Finora si sono quasi tutti soffermati sulle percentuali. Che registrano impietosamente lo scarto: venti punti di differenza. Ma se si passa ai valori assoluti, la musica cambia. E di molto. Se, una volta assodato il verdetto costituzionale, si fa l'analisi politica dei voti espressi ai due schieramenti, non interessa più tanto il vincitore. Ma di che vincitore si tratti. E quali consensi abbia raccolto. Idem, per lo sconfitto. E qui scopriamo ciò che già sapevamo, ma che, nella fretta di gettare la croce addosso a Renzi, rischiamo di dimenticarci. L'armata del fronte del No, trovo il termine accozzaglia inutilmente offensivo, è la più eterogenea che si sia vista nella storia delle repubblica italiana. Va da D'Alema a Fini, passando per Cirino Pomicino, Brunetta e la Meloni, arrivando a capibastone del calibro di Salvini e Grillo, e includendo professoroni della stazza di Zagrebrelsky. Che cosa hanno in comune, al di là dell'obiettivo riuscito di mandare a picco la riforma? Niente, si sono affrettati a dichiarare tutti in coro. Appunto.
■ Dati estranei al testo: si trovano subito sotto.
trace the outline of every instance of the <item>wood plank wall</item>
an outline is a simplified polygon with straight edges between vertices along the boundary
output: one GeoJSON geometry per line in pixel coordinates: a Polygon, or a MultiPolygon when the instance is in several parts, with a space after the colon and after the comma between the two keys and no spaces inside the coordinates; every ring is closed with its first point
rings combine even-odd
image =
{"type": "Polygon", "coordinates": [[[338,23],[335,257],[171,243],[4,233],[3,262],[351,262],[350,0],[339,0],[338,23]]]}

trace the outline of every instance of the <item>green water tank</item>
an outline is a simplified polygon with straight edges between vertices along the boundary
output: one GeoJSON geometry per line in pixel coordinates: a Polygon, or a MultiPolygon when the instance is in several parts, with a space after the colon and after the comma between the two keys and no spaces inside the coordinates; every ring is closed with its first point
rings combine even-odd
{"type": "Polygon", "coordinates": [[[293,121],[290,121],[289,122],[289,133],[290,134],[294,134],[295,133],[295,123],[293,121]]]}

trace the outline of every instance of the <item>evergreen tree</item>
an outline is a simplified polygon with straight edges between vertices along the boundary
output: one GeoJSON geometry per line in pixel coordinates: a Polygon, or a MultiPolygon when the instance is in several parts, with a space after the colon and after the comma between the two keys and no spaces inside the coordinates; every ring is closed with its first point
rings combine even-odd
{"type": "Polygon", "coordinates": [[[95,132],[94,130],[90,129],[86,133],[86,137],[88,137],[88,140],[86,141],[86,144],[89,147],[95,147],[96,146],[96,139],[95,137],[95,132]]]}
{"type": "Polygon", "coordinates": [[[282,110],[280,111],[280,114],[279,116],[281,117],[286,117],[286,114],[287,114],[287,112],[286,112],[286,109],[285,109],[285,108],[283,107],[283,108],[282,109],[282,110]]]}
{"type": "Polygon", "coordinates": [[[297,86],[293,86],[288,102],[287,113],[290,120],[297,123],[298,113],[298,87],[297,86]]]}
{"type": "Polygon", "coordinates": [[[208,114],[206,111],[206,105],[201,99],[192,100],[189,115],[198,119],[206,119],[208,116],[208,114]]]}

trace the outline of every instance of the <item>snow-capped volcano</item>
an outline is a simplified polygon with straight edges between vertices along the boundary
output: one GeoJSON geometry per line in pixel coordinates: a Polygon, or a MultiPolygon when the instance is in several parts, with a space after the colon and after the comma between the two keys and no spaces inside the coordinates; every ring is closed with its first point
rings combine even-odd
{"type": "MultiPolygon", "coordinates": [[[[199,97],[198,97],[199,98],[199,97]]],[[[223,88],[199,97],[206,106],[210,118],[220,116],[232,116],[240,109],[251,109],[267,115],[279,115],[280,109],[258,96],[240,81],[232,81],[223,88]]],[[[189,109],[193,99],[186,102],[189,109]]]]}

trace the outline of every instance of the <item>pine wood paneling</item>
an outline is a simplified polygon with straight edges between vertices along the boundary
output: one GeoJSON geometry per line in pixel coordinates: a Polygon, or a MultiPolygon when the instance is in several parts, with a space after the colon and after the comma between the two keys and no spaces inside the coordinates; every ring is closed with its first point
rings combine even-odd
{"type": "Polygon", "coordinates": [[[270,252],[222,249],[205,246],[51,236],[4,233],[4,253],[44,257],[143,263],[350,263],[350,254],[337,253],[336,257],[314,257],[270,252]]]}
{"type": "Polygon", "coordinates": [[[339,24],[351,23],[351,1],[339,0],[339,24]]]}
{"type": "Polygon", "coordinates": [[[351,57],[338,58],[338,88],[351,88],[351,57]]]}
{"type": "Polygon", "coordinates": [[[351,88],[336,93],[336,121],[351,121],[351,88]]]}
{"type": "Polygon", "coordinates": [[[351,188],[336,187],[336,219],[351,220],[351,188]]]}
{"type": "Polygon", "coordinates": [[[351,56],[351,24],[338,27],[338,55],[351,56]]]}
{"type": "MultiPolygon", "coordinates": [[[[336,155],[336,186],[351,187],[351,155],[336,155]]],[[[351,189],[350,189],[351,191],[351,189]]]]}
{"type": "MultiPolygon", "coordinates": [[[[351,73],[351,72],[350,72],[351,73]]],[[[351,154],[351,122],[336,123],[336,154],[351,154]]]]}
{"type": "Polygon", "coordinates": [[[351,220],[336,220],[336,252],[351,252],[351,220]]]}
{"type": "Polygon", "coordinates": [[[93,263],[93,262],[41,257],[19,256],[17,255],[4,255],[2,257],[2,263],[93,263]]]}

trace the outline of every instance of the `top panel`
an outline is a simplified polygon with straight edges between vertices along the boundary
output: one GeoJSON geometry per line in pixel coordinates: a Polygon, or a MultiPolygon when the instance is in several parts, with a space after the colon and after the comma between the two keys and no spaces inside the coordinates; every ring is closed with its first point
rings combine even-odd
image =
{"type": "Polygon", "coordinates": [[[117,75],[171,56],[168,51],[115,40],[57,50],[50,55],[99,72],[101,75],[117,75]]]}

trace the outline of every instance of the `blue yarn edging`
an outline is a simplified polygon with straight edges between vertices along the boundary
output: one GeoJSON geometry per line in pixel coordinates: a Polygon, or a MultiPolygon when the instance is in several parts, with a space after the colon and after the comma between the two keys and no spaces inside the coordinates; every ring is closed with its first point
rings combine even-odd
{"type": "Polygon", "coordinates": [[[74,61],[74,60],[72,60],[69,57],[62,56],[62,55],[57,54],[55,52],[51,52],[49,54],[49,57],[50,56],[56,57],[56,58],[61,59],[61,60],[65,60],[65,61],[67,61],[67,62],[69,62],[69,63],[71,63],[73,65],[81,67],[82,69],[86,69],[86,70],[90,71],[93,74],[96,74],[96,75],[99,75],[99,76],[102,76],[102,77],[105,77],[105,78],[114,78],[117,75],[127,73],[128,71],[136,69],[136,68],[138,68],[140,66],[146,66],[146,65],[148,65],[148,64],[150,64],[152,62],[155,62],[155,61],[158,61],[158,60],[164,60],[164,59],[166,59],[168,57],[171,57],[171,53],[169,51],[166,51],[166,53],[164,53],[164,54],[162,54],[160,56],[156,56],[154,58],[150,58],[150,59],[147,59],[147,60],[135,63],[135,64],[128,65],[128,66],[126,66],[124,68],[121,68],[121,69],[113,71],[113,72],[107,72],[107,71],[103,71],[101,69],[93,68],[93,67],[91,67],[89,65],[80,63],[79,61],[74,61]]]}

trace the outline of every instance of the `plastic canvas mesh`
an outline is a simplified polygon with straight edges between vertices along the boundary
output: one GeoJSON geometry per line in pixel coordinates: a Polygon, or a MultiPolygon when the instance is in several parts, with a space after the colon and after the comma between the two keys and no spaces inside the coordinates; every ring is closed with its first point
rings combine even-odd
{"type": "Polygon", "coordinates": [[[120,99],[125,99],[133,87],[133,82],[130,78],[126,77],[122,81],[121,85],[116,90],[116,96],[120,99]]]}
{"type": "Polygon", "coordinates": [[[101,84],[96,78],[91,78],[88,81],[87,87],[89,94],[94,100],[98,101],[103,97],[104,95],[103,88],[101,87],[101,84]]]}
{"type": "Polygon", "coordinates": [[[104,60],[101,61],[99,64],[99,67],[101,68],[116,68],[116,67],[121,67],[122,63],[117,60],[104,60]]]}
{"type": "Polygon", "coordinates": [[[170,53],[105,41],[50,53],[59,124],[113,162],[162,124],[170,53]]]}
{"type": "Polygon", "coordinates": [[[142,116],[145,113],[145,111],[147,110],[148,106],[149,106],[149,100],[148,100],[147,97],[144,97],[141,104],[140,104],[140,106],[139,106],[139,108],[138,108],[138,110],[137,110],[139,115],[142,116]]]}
Ora che la partita referendaria si è chiusa e si apre quella politica, l'armata non conta più niente. Nessun collante, nessuna identità. Nessunissima prospettiva. Cioè, nessuna capacità di giocare alcun ruolo in cui far pesare quel roboante 60%. Sul piano costituzionale, un trionfo. Su quello delle prospettive politiche, al più una vittoria di Pirro. Il quadro muta drasticamente se, leccate le molte ferite, analizziamo la situazione di Renzi. Che ha raccolto, intorno al suo nome e alla propria proposta di riforme, 13 milioni di voti. Due in più della clamorosa vittoria che, alle europee, mise le ali al suo ingresso a Palazzo Chigi. E con un salto di qualità, che mette ancora più in risalto la performance del premier.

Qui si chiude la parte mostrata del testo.